Trauma and Disease Links

When Nothing Shows Up on Tests - But Something Is Clearly Wrong

You have consulted the medical providers. You’ve had all the blood tests done. You’ve been told you’re “normal” – but in the morning things seem to be running out of gas! Pain that moves around. Dreadful tiredness that persists after resting. Sudden or unexpected worry. An unsettled digestion. Physically alert, tense or weak.

This is not in one’s mind. And it’s not a secret.

For many suffering from chronic, unexplained symptoms the secret that’s puzzled them is not how to obtain a diagnosis for their symptoms, but the effects on the body due to accumulated stress and unresolved emotional experience over time. Shaping our Trauma & Chronic Illness Recovery Program is based on this knowledge. It focuses on root cause – not symptom management – and is for people who know that they’re not doing well yet still hear that they are.

The women while chair depicts with some kind of trauma and disease

What "Trauma" Actually Means - And Why It Matters for Your Health

The word trauma is a weighty one. Most people relate it to life changing events like accidents, losses, abuses, etc. Expanding and enriching those experiences is ample, but they are just on one end of a very broad spectrum.

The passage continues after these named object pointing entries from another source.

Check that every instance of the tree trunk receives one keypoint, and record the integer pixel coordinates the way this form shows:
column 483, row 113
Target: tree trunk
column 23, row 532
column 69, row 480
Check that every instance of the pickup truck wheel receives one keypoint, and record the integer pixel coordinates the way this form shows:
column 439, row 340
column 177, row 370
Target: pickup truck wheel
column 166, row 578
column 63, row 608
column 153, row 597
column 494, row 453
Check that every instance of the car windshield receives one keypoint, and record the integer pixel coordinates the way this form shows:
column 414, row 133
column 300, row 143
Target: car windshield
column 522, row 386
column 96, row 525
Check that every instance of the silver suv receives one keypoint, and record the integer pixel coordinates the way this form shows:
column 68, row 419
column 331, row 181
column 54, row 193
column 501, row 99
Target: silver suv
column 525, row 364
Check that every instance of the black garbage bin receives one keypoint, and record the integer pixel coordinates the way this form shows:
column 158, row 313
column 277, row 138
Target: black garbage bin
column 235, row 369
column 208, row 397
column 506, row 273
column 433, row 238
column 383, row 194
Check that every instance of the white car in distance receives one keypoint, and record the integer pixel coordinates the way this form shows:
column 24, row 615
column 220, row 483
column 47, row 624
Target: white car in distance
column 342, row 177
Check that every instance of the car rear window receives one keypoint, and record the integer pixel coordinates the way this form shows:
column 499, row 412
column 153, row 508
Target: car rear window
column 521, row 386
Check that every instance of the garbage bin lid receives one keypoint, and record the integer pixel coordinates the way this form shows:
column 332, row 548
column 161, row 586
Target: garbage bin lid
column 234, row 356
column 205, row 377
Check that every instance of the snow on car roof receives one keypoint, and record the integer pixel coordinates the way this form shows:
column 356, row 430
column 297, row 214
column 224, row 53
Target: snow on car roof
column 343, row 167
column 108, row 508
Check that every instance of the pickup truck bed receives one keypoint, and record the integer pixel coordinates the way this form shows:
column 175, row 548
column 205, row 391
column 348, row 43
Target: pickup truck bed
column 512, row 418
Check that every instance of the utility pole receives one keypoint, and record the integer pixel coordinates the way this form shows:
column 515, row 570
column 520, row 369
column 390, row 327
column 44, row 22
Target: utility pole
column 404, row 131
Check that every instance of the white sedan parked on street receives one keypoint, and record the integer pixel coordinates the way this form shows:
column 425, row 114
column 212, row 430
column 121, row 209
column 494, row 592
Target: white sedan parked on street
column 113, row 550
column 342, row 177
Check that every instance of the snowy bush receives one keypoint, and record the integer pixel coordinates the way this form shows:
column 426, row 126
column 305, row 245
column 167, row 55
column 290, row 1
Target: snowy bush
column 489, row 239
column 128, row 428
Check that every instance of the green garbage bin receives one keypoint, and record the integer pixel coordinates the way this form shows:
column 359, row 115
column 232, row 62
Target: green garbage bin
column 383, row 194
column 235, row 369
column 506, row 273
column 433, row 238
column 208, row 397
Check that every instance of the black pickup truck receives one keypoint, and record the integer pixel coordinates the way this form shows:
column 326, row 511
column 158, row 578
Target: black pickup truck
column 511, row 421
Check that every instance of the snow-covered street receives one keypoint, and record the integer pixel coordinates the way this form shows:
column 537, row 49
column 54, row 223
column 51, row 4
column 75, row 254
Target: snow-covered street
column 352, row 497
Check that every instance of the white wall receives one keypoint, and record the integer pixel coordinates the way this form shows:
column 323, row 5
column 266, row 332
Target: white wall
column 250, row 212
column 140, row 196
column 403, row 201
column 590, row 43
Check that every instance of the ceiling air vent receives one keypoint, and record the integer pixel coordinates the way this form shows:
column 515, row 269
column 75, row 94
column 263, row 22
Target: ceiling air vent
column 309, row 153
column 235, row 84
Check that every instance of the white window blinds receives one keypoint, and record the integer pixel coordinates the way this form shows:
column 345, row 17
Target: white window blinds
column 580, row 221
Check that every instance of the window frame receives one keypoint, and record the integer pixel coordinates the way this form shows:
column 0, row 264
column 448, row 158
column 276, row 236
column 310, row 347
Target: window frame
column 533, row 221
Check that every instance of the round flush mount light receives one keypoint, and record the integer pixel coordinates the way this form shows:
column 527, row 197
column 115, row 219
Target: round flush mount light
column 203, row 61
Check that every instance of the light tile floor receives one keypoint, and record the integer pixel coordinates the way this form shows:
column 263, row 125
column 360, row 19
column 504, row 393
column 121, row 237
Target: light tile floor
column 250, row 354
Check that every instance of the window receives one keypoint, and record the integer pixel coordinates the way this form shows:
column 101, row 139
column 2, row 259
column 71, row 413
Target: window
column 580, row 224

Trauma in a body based way of recovery means any experience that was too much, too fast or too soon for your system to deal with fully at the time. It may be a challenging home atmosphere. Chronic home or work stress. A procedure, which was somewhat frightening, to the medical community. An extended uncertainty. Life’s repeated lack of them viewing, situating and supporting one.

These experiences don’t actually have to be big; it’s the impact they make.

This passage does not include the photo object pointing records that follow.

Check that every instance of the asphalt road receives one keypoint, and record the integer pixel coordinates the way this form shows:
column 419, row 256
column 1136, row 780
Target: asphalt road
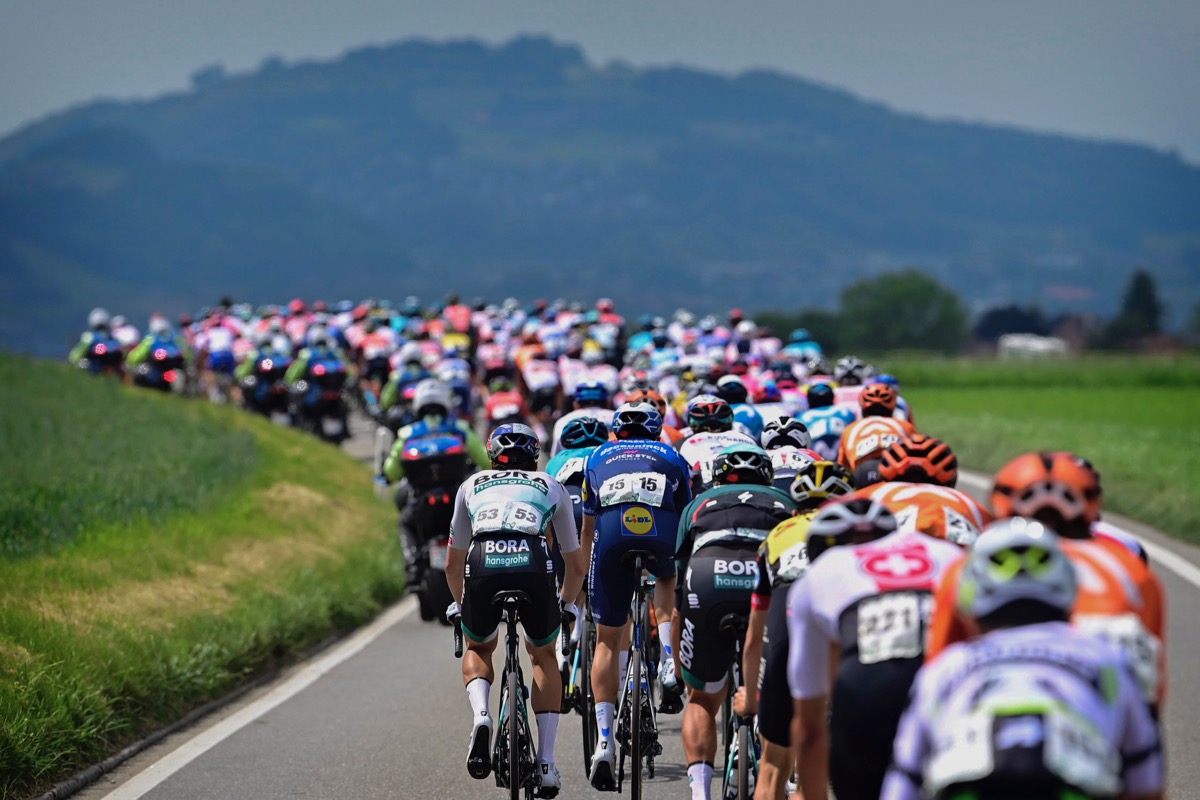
column 384, row 715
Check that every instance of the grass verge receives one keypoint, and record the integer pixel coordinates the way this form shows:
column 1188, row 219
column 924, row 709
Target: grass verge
column 139, row 609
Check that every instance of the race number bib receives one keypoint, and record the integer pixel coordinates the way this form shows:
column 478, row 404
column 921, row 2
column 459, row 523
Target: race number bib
column 1141, row 647
column 889, row 626
column 508, row 516
column 573, row 467
column 646, row 488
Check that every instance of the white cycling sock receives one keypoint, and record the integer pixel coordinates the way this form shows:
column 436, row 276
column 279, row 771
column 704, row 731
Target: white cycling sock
column 477, row 692
column 605, row 714
column 665, row 639
column 700, row 779
column 547, row 729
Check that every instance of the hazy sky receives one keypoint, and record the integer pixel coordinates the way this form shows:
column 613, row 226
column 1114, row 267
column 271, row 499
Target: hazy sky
column 1104, row 68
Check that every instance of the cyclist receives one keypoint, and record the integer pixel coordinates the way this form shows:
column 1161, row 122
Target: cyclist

If the body is unable to resolve the challenge, it creates a sort of pattern for storing unresolved charge. That pattern exists in the nervous system, it’s there in posture, it is there in your breathing patterns and where it’s going in your body when you are stressed, it’s there in how your system responds to being calm and alert. Beginning to the nth power, those patterns begin to alter your physiology over time without your awareness and only as symptoms of disease make themselves known.

Hidden trauma patterns have less to do with blaming or diagnosing. Knowing that their body holds the memory and that it has the power to be read, worked on and changed.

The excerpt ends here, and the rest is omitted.